Her excuse was that we weren't compatible because she was so busy and I weren't - not true, she has concrete obligations like higher education and 2 jobs but I make my own obligations so that's what happened. So abrupt and I didn't expect it. 

My Fi and Se went mad for a week, I constantly went out and drank and ugly shit like that. I broke down in my bathroom once and it was horrible. All because of this girl. I mean she's ISFP too I presume and she even wrote a poem saying things like ''There's leaving and then there's leaving you'' and in it wrote that she hasn't hurt me yet and never will and I like that but she's clearly not very aware of her actions or of my sensitivity I guess, I guess I am sensitive. 

I tried to do the no-contact rule but she then messages me saying that She missed me. So I offered for us to meet up at an event. She didn't show up so I went to her apartment, she wasnt in but she forgave me for the sudden turn up.
I can't get close to her at all but we have been talking on fb and she said that she cares about me very deeply(since we are so alike and really we should be together) and I asked her what exactly she missed about me and she said everything.
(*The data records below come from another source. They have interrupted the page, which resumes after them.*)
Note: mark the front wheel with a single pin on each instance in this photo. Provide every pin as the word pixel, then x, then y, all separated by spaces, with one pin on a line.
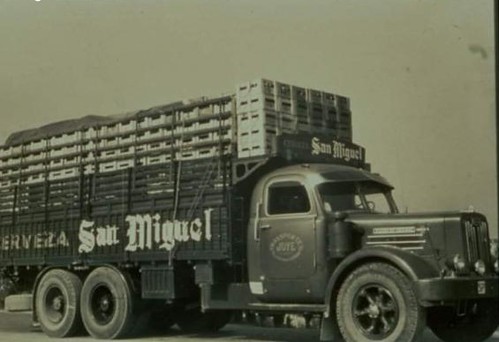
pixel 479 322
pixel 195 321
pixel 376 302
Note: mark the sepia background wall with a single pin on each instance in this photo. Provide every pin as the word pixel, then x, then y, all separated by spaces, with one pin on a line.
pixel 420 74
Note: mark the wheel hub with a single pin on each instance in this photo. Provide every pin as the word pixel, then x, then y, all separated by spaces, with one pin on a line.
pixel 57 303
pixel 105 303
pixel 375 311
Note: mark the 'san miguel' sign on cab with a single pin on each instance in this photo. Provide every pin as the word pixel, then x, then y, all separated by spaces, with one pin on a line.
pixel 317 148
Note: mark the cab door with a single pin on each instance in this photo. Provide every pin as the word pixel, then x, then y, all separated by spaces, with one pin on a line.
pixel 287 235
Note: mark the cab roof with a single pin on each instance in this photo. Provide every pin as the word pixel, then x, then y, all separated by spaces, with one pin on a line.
pixel 332 173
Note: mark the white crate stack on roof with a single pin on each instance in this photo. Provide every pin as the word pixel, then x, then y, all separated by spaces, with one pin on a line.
pixel 266 109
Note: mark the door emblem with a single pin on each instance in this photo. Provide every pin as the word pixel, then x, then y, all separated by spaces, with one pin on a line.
pixel 286 247
pixel 481 287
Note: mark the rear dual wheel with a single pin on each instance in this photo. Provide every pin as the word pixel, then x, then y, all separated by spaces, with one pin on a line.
pixel 107 304
pixel 58 303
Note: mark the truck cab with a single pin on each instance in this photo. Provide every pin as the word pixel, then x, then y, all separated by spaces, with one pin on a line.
pixel 332 235
pixel 288 238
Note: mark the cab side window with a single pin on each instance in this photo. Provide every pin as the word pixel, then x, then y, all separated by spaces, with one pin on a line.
pixel 287 198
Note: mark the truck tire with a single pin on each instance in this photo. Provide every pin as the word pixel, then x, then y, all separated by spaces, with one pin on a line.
pixel 479 324
pixel 377 302
pixel 107 304
pixel 57 303
pixel 195 321
pixel 20 302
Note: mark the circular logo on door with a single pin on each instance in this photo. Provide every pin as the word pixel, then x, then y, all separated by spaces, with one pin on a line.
pixel 286 247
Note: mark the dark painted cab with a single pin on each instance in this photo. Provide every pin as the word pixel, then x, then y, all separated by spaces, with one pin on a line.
pixel 312 226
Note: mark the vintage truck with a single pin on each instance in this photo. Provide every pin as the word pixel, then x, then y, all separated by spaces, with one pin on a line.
pixel 259 201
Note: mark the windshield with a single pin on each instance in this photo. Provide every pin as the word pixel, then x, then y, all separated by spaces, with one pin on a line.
pixel 356 196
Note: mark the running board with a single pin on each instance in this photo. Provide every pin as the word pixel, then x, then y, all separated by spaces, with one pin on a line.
pixel 237 296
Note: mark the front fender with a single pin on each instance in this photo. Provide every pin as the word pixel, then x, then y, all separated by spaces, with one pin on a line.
pixel 412 265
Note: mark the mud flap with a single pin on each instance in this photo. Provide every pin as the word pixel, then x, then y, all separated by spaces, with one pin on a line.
pixel 329 330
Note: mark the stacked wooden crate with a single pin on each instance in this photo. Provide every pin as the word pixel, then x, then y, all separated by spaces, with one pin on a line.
pixel 158 135
pixel 267 109
pixel 243 125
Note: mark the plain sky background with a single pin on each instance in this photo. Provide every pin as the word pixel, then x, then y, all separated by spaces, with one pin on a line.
pixel 420 74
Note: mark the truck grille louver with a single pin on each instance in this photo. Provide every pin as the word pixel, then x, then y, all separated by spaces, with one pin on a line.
pixel 477 241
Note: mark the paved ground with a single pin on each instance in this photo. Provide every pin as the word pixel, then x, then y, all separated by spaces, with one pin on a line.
pixel 17 328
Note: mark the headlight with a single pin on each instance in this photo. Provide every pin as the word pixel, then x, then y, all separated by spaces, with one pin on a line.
pixel 480 267
pixel 459 263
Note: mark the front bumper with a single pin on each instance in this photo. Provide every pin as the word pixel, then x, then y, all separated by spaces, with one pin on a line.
pixel 459 288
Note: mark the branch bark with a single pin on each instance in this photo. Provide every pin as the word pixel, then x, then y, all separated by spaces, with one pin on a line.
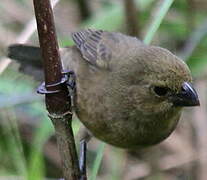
pixel 131 17
pixel 58 104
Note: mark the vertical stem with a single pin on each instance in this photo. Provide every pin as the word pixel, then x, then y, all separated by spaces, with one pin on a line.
pixel 131 17
pixel 58 104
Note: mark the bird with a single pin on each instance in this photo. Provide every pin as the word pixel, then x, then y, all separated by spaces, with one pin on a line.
pixel 128 94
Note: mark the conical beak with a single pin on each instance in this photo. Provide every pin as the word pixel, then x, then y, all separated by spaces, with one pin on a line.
pixel 187 97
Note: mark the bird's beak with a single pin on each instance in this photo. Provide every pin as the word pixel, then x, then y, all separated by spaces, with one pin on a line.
pixel 187 97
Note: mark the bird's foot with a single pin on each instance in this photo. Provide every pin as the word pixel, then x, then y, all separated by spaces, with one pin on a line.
pixel 68 77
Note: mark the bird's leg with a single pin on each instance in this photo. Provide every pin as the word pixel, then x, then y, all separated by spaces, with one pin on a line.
pixel 67 76
pixel 82 159
pixel 71 78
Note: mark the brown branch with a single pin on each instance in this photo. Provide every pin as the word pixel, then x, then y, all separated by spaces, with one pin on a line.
pixel 58 104
pixel 131 17
pixel 84 9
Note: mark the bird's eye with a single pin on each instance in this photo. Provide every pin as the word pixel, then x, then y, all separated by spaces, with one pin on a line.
pixel 160 91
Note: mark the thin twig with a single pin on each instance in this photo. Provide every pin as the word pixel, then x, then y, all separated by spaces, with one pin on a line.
pixel 22 38
pixel 58 104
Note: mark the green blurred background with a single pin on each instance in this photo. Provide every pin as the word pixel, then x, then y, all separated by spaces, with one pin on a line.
pixel 27 142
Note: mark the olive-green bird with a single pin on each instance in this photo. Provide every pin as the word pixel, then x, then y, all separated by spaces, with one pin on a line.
pixel 128 94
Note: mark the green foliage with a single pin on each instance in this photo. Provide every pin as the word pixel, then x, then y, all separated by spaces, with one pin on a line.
pixel 17 91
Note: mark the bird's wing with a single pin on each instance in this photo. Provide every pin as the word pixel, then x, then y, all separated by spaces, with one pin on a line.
pixel 92 46
pixel 100 47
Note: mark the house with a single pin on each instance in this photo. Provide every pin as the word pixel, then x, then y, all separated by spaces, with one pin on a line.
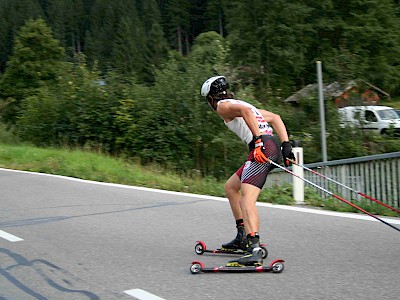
pixel 352 93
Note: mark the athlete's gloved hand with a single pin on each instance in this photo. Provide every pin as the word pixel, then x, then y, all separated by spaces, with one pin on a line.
pixel 287 153
pixel 259 156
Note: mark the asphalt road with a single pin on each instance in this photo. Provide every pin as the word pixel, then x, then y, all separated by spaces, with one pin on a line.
pixel 85 240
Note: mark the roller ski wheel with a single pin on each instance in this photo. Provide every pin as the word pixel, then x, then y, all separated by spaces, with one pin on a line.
pixel 201 248
pixel 276 266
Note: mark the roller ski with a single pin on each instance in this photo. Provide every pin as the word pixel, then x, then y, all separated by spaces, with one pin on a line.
pixel 276 266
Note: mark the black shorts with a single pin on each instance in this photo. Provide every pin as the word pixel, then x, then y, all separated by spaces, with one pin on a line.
pixel 254 173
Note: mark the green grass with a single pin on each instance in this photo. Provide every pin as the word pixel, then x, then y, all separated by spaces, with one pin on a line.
pixel 99 167
pixel 103 168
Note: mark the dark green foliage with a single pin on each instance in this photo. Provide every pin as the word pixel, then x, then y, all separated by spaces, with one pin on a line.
pixel 36 60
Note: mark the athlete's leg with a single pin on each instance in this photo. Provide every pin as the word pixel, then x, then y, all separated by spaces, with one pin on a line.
pixel 232 191
pixel 249 195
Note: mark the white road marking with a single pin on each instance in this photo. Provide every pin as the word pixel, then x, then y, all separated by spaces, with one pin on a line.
pixel 9 237
pixel 285 207
pixel 142 295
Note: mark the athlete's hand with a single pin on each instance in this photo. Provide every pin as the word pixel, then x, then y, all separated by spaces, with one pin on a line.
pixel 287 153
pixel 259 156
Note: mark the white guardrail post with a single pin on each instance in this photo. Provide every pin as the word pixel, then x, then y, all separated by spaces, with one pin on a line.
pixel 298 184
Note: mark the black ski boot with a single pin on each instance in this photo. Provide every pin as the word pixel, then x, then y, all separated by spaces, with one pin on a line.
pixel 239 242
pixel 253 256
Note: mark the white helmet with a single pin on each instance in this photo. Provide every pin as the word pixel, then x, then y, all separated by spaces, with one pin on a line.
pixel 214 85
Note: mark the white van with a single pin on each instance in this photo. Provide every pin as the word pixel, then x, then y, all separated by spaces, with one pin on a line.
pixel 375 118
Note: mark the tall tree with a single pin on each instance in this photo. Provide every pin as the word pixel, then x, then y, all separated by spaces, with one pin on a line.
pixel 129 47
pixel 13 15
pixel 37 58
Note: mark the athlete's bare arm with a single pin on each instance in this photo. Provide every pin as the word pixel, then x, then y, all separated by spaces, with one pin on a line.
pixel 229 111
pixel 277 123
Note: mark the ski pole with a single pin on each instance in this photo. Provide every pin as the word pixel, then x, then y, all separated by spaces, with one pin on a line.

Most of the people who knew about our situation told me that it was all my fault which really pissed me off when she told me that it wasn't my fault at all. 

Long story short I don't think she should have broken up with me since she caused me and herself pain(She cried for days and she's not even a crier- her words). I understand that she's busy but I honestly think that we are perfect for each other and I want to go together through life with her as I feel that she can be that one person in my life that can understand me and we can grow together and have fun. I don't want to be just best friends with her and I'm going to tell her that when we meet, I was planning on telling her that we should keep it casual, meet whenever we can but not have any sort of attachment towards each other, just independent people that are each other's closest and are lovers. She bought me a Christmas present even and we're going to exchange. 

I hope she hasn't friend zoned me because if she has I'll be sad and angry because it wasn't me who left her, it wasnt me who chose not to be with her. I still have feeling and I dont think that we can be just friends, there's too much chemistry and sexual tension and just plain understanding between us.

Thanks for reading if you got this far. What is your advice? I don't want to fuck things up and I want her to want me too, I don't really know what she thinks about me anymore, she just gets on with her life and doesnt give much thought to our convos online and I just feel like blocking her out of my life entirely but I would never do that. There's just something about us that needs to carry on. She's careless, I don't think she knows exactly what's happened really, we're lucky to have met each other, some people go through their lives without a single person that can understand them and me and her could definitely understand each other completely over time. I want her to know this but she's 2 years younger than me and I'm a late teenager. I don't know if I'm in love with her because of these reasons but I'm just really confused. I think she's still a bit nearsighted, not much development of Ni and I hate that I have to judge and talk like I know her after just 1 month and a half but I'm fairly sure about all of this.

What do you think?


----------



## DAPHNE XO (Jan 16, 2012)

Urgh, I got five paragraphs in, then I read this abusive gem of a line, "*[she's not aware] of my sensitivity I guess, I guess I am sensitive*."

Abusers pull this shit all the time to disguise how entitled they truly believe themselves to be - "I have special snowflake feelings therefore, she is supposed to cater to them, _because I said so._" She's not required to give any fucks about you or your feelings. And the fact she dumped you makes this doubly true.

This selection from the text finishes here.